Personal information
- Name: Jeffrey Shih
- Born: June 28, 1987 (age 39) Bay Area, California, U.S.
- Nationality: Taiwanese American

Career information
- Games: Hearthstone StarCraft II Age of Empires 4
- Playing career: 2013–2018

Team history
- 2013–2014: Team Razer
- 2014–2017: Team SoloMid
- 2017–2018: Tempo Storm

= Trump (gamer) =

American professional esports player

Jeffrey Shih (石謙和 (Shí Qiānhé, Shih2 Ch'ien-he2) born June 28, 1987), also known by his username Trump or TrumpSC, is a Taiwanese American professional video game player who streams Hearthstone, Age of Empires 4, and previously Starcraft II.

Prior to joining Team SoloMid in 2014, Shih established a Hearthstone channel on Twitch with a significant viewership and competed at a high level within the North America' region.

He formerly played StarCraft II for the Team Legion and Vega Squadron groups.

==Career==
Shih graduated from New York University with a bachelor's degree in management and finance in 2009. Around that time he began working at a bank and streaming himself playing Starcraft II in his free time, averaging a few thousand concurrent viewers a stream. Shih's main intention behind his nickname Trump was to use the verb form of the word "trump", meaning "supersede".

Eventually Shih decided to quit his job and began streaming full-time, making a living from Twitch's partnership program by earning revenue from advertisements and subscriptions. He later began playing and streaming Hearthstone starting in the game's beta phase.

Shih has been described as "the world's most famous Hearthstone player", attracting over 20,000 concurrent viewers on his stream. In 2014, Shih streamed for seven hours per day. On October 13, 2013, he was signed by Team Razer as the world's first professional Hearthstone player.

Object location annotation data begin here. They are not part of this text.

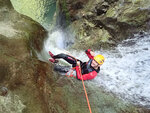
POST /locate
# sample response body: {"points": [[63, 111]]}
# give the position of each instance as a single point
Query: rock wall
{"points": [[41, 11], [32, 86], [104, 23]]}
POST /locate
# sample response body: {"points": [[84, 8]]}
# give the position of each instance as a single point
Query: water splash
{"points": [[57, 42]]}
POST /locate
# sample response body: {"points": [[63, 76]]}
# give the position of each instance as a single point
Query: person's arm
{"points": [[90, 53], [88, 76]]}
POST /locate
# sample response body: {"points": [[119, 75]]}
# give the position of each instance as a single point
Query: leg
{"points": [[66, 57]]}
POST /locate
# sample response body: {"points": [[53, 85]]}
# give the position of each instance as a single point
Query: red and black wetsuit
{"points": [[87, 71]]}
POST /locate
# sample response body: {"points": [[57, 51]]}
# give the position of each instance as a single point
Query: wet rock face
{"points": [[118, 19], [3, 91], [41, 11], [18, 36]]}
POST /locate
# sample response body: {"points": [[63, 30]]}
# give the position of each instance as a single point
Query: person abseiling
{"points": [[88, 69]]}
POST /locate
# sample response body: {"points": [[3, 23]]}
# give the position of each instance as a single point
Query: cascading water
{"points": [[126, 71], [57, 41]]}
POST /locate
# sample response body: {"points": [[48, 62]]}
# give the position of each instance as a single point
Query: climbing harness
{"points": [[71, 75]]}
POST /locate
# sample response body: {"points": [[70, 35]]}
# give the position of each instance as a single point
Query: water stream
{"points": [[126, 71]]}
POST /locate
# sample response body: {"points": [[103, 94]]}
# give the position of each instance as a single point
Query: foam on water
{"points": [[126, 71]]}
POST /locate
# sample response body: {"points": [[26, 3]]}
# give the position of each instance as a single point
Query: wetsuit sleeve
{"points": [[88, 76], [89, 54]]}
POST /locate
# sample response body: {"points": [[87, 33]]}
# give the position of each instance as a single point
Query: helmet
{"points": [[99, 59]]}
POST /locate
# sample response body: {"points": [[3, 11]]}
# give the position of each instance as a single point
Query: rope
{"points": [[86, 94], [82, 83]]}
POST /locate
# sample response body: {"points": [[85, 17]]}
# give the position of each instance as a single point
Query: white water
{"points": [[126, 71]]}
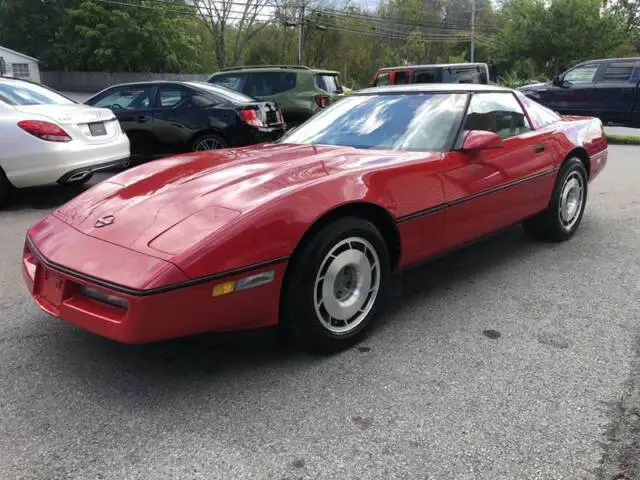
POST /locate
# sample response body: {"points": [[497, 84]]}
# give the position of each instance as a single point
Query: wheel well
{"points": [[368, 211], [202, 133], [582, 154]]}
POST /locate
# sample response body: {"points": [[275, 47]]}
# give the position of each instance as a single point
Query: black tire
{"points": [[5, 187], [209, 137], [300, 319], [549, 224]]}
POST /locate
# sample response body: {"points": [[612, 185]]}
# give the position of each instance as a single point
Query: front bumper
{"points": [[171, 311]]}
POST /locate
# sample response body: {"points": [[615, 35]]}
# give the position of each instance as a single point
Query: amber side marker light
{"points": [[243, 283]]}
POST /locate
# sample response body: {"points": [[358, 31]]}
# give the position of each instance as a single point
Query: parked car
{"points": [[46, 138], [607, 89], [299, 91], [443, 73], [306, 232], [164, 118]]}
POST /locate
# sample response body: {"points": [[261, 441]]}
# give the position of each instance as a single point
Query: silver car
{"points": [[46, 138]]}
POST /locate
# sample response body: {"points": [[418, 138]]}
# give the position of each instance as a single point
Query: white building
{"points": [[18, 65]]}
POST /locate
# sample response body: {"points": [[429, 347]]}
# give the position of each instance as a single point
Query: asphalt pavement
{"points": [[510, 359]]}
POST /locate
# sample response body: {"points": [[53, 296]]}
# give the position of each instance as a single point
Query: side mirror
{"points": [[481, 140]]}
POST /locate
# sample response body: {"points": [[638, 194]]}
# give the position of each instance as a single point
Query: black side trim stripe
{"points": [[153, 291], [442, 206]]}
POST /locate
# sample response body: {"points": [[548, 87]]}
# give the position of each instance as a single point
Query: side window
{"points": [[382, 80], [328, 83], [231, 81], [425, 76], [463, 75], [402, 78], [270, 83], [541, 116], [124, 98], [496, 112], [171, 97], [583, 74], [618, 72]]}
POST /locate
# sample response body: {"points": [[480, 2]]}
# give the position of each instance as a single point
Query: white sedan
{"points": [[46, 138]]}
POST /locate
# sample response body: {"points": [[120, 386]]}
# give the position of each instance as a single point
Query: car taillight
{"points": [[45, 130], [322, 101], [250, 117]]}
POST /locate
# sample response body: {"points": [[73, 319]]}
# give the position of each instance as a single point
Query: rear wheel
{"points": [[562, 217], [209, 141], [5, 187], [335, 285]]}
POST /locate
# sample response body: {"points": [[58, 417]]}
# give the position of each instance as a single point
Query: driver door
{"points": [[131, 104], [490, 189]]}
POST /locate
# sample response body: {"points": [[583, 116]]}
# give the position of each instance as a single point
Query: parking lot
{"points": [[506, 360]]}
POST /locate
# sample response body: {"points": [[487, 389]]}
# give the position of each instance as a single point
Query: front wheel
{"points": [[335, 284], [563, 215]]}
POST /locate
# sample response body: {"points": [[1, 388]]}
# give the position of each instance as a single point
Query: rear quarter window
{"points": [[264, 84], [328, 83], [475, 75], [232, 81], [618, 72]]}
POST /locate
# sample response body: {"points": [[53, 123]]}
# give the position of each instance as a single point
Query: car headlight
{"points": [[96, 294]]}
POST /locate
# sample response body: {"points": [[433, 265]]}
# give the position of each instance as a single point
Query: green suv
{"points": [[299, 91]]}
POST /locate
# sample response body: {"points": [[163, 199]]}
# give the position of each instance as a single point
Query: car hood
{"points": [[135, 208], [68, 114]]}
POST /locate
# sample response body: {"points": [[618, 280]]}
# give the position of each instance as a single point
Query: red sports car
{"points": [[306, 232]]}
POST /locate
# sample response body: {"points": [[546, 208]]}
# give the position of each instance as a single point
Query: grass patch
{"points": [[623, 139]]}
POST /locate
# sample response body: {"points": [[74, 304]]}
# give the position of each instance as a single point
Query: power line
{"points": [[192, 14]]}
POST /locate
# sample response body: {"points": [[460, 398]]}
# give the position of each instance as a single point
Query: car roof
{"points": [[275, 68], [602, 60], [434, 88], [230, 95], [433, 65]]}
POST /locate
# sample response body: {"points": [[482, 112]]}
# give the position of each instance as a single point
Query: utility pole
{"points": [[301, 32], [473, 30]]}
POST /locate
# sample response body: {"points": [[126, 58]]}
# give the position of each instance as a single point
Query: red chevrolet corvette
{"points": [[307, 231]]}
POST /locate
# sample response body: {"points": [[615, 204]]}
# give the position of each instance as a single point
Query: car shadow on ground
{"points": [[200, 357]]}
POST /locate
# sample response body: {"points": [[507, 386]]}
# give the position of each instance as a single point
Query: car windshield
{"points": [[23, 93], [412, 122], [228, 94]]}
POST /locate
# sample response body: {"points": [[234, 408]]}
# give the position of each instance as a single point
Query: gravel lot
{"points": [[431, 394]]}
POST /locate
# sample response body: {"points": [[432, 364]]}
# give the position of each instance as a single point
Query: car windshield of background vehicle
{"points": [[220, 91], [382, 80], [585, 74], [426, 76], [233, 81], [423, 122], [21, 93]]}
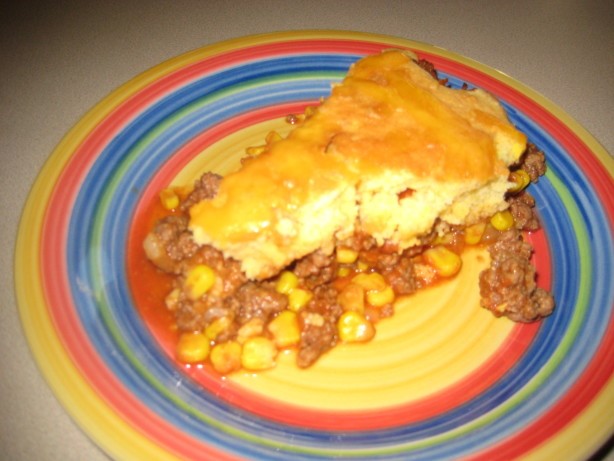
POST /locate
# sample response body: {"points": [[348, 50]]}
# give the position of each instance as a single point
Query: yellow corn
{"points": [[370, 281], [199, 280], [381, 297], [521, 180], [298, 298], [226, 357], [445, 239], [253, 327], [445, 262], [473, 233], [285, 329], [354, 327], [362, 266], [218, 326], [192, 347], [286, 282], [258, 353], [255, 150], [346, 255], [169, 199], [503, 220], [272, 136], [352, 298]]}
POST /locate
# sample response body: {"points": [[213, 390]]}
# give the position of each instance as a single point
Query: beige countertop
{"points": [[60, 58]]}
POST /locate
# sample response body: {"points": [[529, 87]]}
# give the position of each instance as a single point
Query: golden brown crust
{"points": [[388, 128]]}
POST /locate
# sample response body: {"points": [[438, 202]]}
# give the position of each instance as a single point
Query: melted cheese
{"points": [[387, 128]]}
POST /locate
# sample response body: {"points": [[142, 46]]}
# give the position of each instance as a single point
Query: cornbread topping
{"points": [[373, 195], [388, 129]]}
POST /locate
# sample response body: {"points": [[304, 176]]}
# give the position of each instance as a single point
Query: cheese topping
{"points": [[390, 152]]}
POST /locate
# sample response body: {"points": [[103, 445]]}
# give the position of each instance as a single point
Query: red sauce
{"points": [[149, 286]]}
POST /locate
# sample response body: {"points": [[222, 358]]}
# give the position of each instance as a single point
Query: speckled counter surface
{"points": [[60, 58]]}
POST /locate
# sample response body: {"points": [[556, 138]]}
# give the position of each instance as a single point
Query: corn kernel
{"points": [[192, 347], [352, 298], [258, 353], [346, 255], [272, 136], [252, 328], [169, 199], [217, 326], [199, 280], [370, 281], [298, 298], [473, 233], [354, 327], [444, 261], [380, 298], [362, 266], [445, 239], [503, 220], [521, 180], [285, 329], [226, 357], [286, 282]]}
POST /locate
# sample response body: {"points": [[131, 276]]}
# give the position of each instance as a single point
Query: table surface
{"points": [[60, 58]]}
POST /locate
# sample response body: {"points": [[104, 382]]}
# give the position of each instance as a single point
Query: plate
{"points": [[443, 379]]}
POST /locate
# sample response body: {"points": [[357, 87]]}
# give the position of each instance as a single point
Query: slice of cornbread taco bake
{"points": [[372, 195]]}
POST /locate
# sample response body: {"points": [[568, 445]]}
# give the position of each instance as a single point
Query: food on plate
{"points": [[372, 195]]}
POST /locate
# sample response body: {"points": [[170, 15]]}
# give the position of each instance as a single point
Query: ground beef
{"points": [[205, 187], [533, 162], [401, 275], [171, 242], [508, 286], [254, 300], [522, 207], [318, 335], [316, 269]]}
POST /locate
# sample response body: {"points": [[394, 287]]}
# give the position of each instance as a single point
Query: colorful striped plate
{"points": [[443, 379]]}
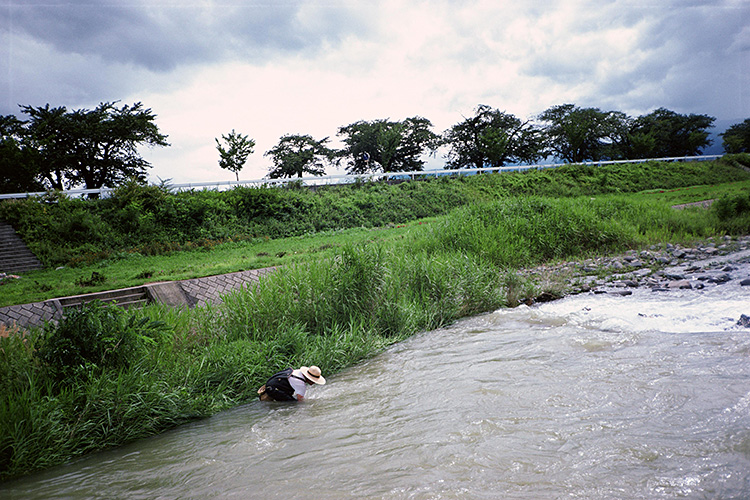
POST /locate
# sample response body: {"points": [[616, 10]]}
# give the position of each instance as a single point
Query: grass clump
{"points": [[104, 376]]}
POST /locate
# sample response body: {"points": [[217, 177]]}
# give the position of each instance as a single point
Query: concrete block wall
{"points": [[186, 293]]}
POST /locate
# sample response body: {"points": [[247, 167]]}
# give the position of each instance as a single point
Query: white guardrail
{"points": [[348, 179]]}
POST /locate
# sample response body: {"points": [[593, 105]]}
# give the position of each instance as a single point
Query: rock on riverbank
{"points": [[661, 268]]}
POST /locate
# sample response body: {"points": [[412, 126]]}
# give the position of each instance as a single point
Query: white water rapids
{"points": [[592, 397]]}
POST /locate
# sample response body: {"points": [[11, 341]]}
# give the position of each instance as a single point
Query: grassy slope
{"points": [[332, 313]]}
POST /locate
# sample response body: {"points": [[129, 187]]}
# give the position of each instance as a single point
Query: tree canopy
{"points": [[298, 154], [387, 146], [492, 138], [664, 133], [579, 134], [233, 155], [96, 148], [736, 139]]}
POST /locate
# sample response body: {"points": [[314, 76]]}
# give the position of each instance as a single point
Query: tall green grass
{"points": [[105, 376], [152, 220]]}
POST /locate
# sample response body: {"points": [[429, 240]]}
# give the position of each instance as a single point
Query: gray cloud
{"points": [[161, 35]]}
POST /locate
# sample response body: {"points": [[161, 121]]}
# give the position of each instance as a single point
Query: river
{"points": [[592, 397]]}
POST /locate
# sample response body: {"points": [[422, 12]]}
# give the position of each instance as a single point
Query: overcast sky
{"points": [[274, 67]]}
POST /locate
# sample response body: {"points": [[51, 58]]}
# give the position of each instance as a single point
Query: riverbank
{"points": [[660, 268], [105, 376]]}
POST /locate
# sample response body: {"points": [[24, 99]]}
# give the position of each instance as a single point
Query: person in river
{"points": [[290, 384]]}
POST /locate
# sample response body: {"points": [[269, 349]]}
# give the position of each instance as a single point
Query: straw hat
{"points": [[313, 374]]}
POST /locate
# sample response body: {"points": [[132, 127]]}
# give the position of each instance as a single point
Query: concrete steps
{"points": [[135, 297], [14, 256]]}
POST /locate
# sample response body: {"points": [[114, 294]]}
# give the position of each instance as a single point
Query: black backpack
{"points": [[278, 386]]}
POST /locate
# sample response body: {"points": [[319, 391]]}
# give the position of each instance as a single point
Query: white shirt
{"points": [[299, 386]]}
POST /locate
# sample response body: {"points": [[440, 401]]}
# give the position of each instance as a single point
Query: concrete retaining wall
{"points": [[186, 293]]}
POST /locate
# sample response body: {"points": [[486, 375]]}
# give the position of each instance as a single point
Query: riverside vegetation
{"points": [[104, 376]]}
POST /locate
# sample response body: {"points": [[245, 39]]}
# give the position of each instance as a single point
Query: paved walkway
{"points": [[185, 293]]}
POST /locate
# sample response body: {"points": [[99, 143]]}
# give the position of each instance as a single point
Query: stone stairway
{"points": [[135, 297], [14, 256]]}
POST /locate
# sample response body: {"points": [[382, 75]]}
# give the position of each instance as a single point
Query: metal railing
{"points": [[349, 179]]}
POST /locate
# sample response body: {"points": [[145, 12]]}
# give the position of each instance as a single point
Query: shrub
{"points": [[94, 338]]}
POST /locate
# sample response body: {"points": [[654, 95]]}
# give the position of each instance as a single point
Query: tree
{"points": [[578, 134], [664, 133], [234, 155], [387, 146], [298, 154], [736, 139], [491, 138], [18, 165], [95, 148]]}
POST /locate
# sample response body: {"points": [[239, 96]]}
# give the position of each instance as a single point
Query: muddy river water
{"points": [[593, 396]]}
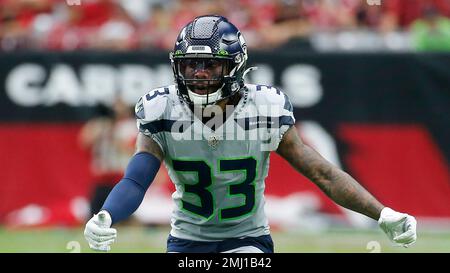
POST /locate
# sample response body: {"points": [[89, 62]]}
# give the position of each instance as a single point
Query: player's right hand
{"points": [[98, 232], [399, 227]]}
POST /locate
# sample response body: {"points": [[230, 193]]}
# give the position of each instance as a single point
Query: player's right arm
{"points": [[128, 193]]}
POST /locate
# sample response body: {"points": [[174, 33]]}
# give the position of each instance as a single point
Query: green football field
{"points": [[145, 239]]}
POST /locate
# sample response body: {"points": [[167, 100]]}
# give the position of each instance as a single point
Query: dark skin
{"points": [[335, 183]]}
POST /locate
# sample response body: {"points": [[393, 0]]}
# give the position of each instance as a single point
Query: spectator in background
{"points": [[110, 137], [431, 32]]}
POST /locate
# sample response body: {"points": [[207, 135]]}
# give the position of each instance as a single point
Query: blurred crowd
{"points": [[141, 24]]}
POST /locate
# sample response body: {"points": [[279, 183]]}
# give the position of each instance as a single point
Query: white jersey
{"points": [[218, 174]]}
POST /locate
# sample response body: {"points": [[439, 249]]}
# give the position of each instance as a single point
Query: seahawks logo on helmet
{"points": [[209, 41]]}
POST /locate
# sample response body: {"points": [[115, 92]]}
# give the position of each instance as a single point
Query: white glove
{"points": [[98, 232], [399, 227]]}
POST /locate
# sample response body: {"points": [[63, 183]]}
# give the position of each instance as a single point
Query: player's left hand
{"points": [[98, 232], [399, 227]]}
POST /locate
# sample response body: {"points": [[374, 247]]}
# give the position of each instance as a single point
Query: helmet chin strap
{"points": [[198, 99]]}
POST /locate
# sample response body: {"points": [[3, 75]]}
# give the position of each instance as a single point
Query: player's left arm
{"points": [[345, 190]]}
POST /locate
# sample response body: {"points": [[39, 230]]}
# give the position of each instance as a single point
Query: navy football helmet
{"points": [[209, 60]]}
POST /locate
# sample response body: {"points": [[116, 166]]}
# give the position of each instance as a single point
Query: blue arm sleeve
{"points": [[128, 194]]}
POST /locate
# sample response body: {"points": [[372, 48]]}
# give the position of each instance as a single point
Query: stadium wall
{"points": [[384, 118]]}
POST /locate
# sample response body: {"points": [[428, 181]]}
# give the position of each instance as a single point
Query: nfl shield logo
{"points": [[213, 141]]}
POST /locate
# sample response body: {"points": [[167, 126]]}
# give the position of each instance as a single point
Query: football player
{"points": [[215, 134]]}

In the Blizzard 2013 Stream Awards, Shih won the "Most Educational Stream" category with 43% of the vote, and came second in the "Favorite Hearthstone Stream" category. Shih's Hearthstone decks are often used as examples for new players. Blizzard Entertainment, creators of Hearthstone, cited streamers like Shih as reasons they were happy to continue with the game's monetization model after he reached the game's highest ranks without spending any money.

In July 2014 Shih joined Team SoloMid. He left Team SoloMid in March 2017 and signed to Tempo Storm as a player and content creator for the team. Tempo Storm parted ways with Shih in October 2018.

==Tournament results==
- 7-8th — 2015 Hearthstone World Championship - Americas Championship

==Personal life==
Shih was born on June 28, 1987, in South Bay of the San Francisco Bay Area. He is an only child. He attended New York University's Stern School of Business from 2005 to 2009. Shih lived in the San Francisco Bay Area until June 2016, when he moved to Austin, Texas.